Sankarabharanam was very well-received, winning five National Awards, besides triggering a slew of mainstream Telugu films that used classical music and dance. Among them were Vishwanath’s own films, made in the 1980s. Other directors also joined the bandwagon — Dasari Narayana Rao’s story of a poet and a devadasi, Meghasandesam (1983), travelled to the film festivals at Cannes and Moscow.
Vishwanath was partial to panoramic landscapes and themes. Had it not been for him the arid red heat of inland Andhra Pradesh – from Manju Bhargavi in Sankarabharanam to Bhanupriya in Swarna Kamalam, his actresses would often lose themselves in the ecstasy of dance at scenic beachside locations. Fettered by the trying circumstances of their lives, it is on loose, free-flowing sand that his protagonists are at their most liberated. The beach allows them to remain unobserved, but by singling out what is essentially ‘private’, Vishwanath reinforces a mode of voyeurism, using the camera to subvert the private space that the beach constitutes.
In the song sivapoojaku chigurinchina siri siri muvva from Swarna Kamalam, which is incidentally a dream sequence, Bhanupriya dances her way across Orissa, showcasing sculpturesque poses against the backdrop of the temples surrounding the Bindusagar tank in Bhubaneswar and cavorting across the concrete expanse of the Dhauli stupa. Another fascinating aspect of Vishwanath’s movies is the propensity to endow his protagonists with skills in more than one, and often two or three classical dances. In the Swarna Kamalam song, Bhanupriya is seen in successive blink-and-miss scenes where she dons Mohiniattam, Manipuri, Bharatanatyam and Odissi costumes.
Another prodigiously talented dancer-character in Vishwanath’s films was Kamal Haasan, who played Baalu, a poverty-stricken dancer performing Bharatanatyam, Kathakali and Kathak in Saagara Sangamam (1983), dubbed as Salangai Oli in Tamil. As years pass by, the older Haasan, talented but unsung, is a dance critic, frustrated and tending to alcoholism. In a captivating scene, he dances Bharatanatyam, Kathak and Kathakali versions of the same song in the middle of a newspaper office when a dancer whom he writes a bad review about angrily questions his knowledge of dance. As in Sankarabharanam, where one of the main protagonists, a Carnatic musician, descends into poverty due to the decline of classical music, Baalu of Saagara Sangamam also addresses what is perceived as the commercialisation of dance, where the female dancer’s intentionally flippant must serve to titillate rather than evoke spiritual sentiment.

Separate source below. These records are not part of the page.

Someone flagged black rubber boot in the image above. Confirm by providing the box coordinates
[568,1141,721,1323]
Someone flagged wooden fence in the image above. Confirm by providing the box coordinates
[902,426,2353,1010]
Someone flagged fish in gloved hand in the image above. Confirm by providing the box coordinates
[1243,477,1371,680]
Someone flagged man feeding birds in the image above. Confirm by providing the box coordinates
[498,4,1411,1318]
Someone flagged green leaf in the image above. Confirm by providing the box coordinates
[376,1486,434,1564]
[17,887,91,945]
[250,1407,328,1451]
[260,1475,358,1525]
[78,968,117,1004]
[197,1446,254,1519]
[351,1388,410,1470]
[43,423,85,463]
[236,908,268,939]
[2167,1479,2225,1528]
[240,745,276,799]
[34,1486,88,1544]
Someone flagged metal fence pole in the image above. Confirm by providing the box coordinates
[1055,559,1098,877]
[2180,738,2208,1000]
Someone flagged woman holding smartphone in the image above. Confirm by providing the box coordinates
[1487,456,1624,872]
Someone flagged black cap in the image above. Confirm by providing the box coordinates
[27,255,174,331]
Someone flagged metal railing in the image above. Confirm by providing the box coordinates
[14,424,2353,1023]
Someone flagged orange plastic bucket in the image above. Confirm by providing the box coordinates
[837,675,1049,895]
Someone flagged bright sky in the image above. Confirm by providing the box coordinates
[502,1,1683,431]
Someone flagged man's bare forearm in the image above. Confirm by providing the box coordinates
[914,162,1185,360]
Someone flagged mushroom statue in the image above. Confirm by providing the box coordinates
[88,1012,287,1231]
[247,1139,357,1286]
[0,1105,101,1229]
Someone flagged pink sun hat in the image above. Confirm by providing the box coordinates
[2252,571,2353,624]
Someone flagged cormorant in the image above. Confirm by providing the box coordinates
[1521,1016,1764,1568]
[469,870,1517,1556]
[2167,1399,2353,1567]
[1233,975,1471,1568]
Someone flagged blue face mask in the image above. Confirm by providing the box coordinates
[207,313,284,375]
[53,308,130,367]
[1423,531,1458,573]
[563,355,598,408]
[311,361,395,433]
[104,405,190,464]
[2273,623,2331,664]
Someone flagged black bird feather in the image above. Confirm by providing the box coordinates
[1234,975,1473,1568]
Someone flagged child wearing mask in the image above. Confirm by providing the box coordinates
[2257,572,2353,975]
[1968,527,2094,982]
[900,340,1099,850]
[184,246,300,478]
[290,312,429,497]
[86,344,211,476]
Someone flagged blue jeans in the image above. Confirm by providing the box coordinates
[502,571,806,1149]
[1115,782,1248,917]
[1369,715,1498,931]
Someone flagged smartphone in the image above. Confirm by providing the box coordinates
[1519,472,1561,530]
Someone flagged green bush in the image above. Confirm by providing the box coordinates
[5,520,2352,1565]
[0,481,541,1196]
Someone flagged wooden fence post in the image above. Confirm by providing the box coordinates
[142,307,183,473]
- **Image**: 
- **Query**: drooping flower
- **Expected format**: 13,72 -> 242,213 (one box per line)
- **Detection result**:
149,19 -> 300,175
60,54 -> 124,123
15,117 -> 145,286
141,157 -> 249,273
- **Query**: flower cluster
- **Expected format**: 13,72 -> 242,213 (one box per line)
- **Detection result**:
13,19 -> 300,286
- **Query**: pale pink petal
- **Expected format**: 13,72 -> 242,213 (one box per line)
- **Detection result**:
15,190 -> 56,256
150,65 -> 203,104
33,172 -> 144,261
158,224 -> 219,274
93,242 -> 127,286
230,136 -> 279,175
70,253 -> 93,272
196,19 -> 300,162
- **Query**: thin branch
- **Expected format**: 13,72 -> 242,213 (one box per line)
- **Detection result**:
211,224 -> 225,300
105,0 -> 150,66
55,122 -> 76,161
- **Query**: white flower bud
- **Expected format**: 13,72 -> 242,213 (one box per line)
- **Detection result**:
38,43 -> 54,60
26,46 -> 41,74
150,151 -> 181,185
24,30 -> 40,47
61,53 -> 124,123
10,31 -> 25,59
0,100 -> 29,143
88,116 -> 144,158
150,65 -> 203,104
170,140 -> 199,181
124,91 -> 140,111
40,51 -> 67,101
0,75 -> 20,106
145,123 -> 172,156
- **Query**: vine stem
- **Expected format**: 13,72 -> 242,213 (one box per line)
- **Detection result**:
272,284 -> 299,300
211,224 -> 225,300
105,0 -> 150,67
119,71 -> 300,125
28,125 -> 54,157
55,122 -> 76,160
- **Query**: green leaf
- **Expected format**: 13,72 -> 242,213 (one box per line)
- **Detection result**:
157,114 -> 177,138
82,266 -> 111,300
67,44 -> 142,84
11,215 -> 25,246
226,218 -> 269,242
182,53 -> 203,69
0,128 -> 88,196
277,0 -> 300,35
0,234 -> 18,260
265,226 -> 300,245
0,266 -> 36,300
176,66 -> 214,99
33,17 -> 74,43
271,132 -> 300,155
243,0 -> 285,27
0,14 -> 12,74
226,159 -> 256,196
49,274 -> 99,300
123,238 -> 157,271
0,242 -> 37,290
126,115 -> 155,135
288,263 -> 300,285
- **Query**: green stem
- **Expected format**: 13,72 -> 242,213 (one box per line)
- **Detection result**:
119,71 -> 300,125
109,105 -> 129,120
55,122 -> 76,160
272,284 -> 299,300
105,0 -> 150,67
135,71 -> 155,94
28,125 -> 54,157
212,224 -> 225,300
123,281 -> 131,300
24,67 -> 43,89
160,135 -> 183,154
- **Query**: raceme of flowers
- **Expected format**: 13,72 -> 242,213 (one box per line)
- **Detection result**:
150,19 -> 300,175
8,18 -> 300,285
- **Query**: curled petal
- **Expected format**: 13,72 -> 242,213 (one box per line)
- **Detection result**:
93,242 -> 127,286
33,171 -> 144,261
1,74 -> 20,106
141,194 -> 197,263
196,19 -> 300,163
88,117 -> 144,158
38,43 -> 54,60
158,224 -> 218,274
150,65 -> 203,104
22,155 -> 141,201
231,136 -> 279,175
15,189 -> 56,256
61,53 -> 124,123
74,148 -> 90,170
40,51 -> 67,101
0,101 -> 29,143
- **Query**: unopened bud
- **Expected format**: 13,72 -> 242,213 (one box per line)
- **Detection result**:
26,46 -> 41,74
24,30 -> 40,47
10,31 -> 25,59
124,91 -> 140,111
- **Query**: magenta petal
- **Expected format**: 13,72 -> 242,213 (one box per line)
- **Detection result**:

Sometimes, real-life characters step in to endorse Vishwanath’s tropes in the reel world. Odissi dancer Sharon Lowen makes a significant appearance in Swarna Kamalam, advising Bhanupriya’s character Meenakshi who dedicates herself to dance and making a career of it. In Lowen’s first scene in the film, she is shown watching Meenakshi/Bhanupriya perform, where, upset by the latter’s superficial demeanour, she walks out of the performance in disgust. Later, she eggs Meenakshi along the path of true devotion, encouraging her to bring out the inner meaning of her form.
Dance is not extraneous; it allows for the unfolding of dramatic elements in Vishwanath’s films. Long after the songs in his films have collapsed into a miasma of tunes, Manju Bhargavi’s piteous gaze lingers on, her sensuously lined lips bursting with the radiance of her devotion, and dollops of technicolor magic.